Ele desviou o corpo para um lado, esquivando-se de um golpe de bastão que caiu em sua cabeça — um bastão que deveria ser usado para segurar cartazes, mas que agora se tornara arma.
O homem branco de meia-idade que o atacava ficou com uma expressão de surpresa, claramente não esperando que Zhang Xiao escapasse do golpe.
“No meio do caos, jamais desperdice energia. Lembre-se de usar a força do inimigo a seu favor e poupar ao máximo suas próprias forças.”
A voz calma do pai passou por seus ouvidos.
Zhang Xiao cerrou os lábios, aproveitou a força do avanço do inimigo, deu um leve chute na canela dele, girou o corpo e empurrou com a mão nas costas do homem.
Este foi lançado para longe pela força de Zhang Xiao e caiu sobre outro agressor que tentava avançar.
Um vento cortante soprou por trás dele; Zhang Xiao deu um passo à frente, fechou o punho num golpe ascendente e acertou suavemente a garganta do homem à sua frente.
Aproveitando o instante em que o adversário se ajoelhava, segurando a garganta dolorida, Zhang Xiao executou um movimento ágil para trás, fazendo o ataque vindo por trás atingir a cabeça do inimigo.
No momento, o coração de Zhang Xiao estava em paz — tão sereno que ele mesmo achou assustador. Afinal, essa deveria ser uma situação de adrenalina, um instante turbulento.
Mas ele inexplicavelmente sentia-se calmo. No começo, as mãos e os pés tremiam um pouco, mas quando derrubou alguém de verdade, pareceu que um interruptor foi acionado e o corpo voltou ao normal, como por encanto.

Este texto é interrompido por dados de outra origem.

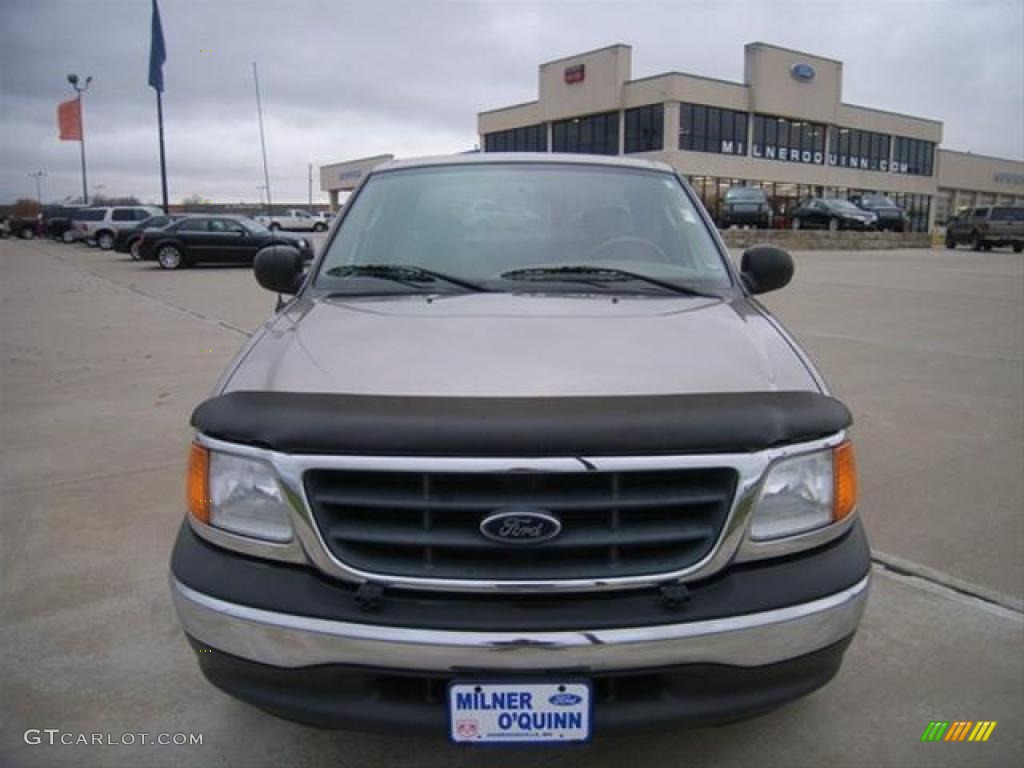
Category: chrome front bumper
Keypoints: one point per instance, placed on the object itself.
(291, 641)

As pessoas ao redor perderam completamente a razão; os que haviam caído só inflamaram ainda mais a selvageria dos demais.

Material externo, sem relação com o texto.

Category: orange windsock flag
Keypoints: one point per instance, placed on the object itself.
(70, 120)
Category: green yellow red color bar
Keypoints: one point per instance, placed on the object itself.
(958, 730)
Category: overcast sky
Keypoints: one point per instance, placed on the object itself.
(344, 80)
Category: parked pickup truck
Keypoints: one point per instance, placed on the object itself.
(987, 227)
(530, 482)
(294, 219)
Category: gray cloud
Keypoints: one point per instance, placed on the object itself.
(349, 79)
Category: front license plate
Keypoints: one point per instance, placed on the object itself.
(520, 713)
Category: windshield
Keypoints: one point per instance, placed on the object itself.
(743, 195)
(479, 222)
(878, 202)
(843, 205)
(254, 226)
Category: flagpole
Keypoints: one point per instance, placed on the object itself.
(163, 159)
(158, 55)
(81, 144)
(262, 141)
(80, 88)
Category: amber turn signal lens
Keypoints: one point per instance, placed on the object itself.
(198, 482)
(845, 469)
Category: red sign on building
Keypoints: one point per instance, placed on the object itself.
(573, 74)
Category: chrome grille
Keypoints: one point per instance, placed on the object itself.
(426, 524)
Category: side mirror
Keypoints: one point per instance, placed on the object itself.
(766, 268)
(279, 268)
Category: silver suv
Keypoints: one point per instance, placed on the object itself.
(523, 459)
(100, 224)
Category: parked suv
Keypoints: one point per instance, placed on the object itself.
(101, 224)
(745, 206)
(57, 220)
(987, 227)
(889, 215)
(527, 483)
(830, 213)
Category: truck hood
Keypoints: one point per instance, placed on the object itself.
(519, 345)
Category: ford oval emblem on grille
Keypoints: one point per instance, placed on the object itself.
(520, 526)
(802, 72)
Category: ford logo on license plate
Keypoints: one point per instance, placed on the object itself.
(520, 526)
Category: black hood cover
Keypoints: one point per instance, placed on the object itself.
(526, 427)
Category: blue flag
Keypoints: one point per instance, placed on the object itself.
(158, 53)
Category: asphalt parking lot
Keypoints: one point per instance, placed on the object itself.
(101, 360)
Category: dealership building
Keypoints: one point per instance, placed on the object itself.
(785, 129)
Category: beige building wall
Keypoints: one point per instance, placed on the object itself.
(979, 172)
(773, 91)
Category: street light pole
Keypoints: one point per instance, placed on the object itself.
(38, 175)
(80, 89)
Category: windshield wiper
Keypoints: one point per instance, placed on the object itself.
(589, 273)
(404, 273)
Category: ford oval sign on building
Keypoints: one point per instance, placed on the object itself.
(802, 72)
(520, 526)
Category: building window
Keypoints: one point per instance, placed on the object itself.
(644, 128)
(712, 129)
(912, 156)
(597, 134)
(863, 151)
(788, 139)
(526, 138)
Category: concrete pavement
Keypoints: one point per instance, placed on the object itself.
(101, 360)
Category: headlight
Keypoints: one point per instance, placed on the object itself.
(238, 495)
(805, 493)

Ele erguia os joelhos, dobrava os cotovelos, atacava as articulações, se movia de lado, curvava a cintura e desferia socos: tigre negro extraindo o coração, dois dragões brincando com a pérola, chute na virilha.
Zhang Xiao caminhava com tranquilidade, e a cada passo, uma série de atacantes caía no chão, gemendo de dor.
Sentia uma vontade crescente de entrar num estado de clareza mental absoluta, como se bastasse um pensamento para alcançar o vazio iluminado.
Mas não podia. O feitiço dourado já estava ativado, embora apenas no nível mais básico, cobrindo seu corpo. Se ativasse o estado de clareza total agora, seu corpo não aguentaria.
Aliás, será que esse estado era controlável? Ele não se lembrava do pai falando sobre isso.
Zhang Xiao já não sabia quantos havia derrubado; certamente dezenas.
Mas a multidão parecia interminável — ao menos dezenas de milhares reunidos para aquela grande manifestação.
Mesmo as pessoas mais próximas a ele recuavam assustadas, mas aqueles que não conseguiam ver a situação empurravam os mais próximos de volta para a confusão.
Aos poucos, Zhang Xiao sentiu o cansaço; mesmo com o treinamento, seu corpo de 12 anos ainda era uma criança.
Quando sua respiração ficou ofegante e a tontura ameaçava, a voz do pai finalmente chegou novamente:
“Está bom, o treino acabou. Você foi muito bem!”
Com a voz de Zhang Chengdao, duas figuras imponentes como dragões avançaram rapidamente até onde ele estava.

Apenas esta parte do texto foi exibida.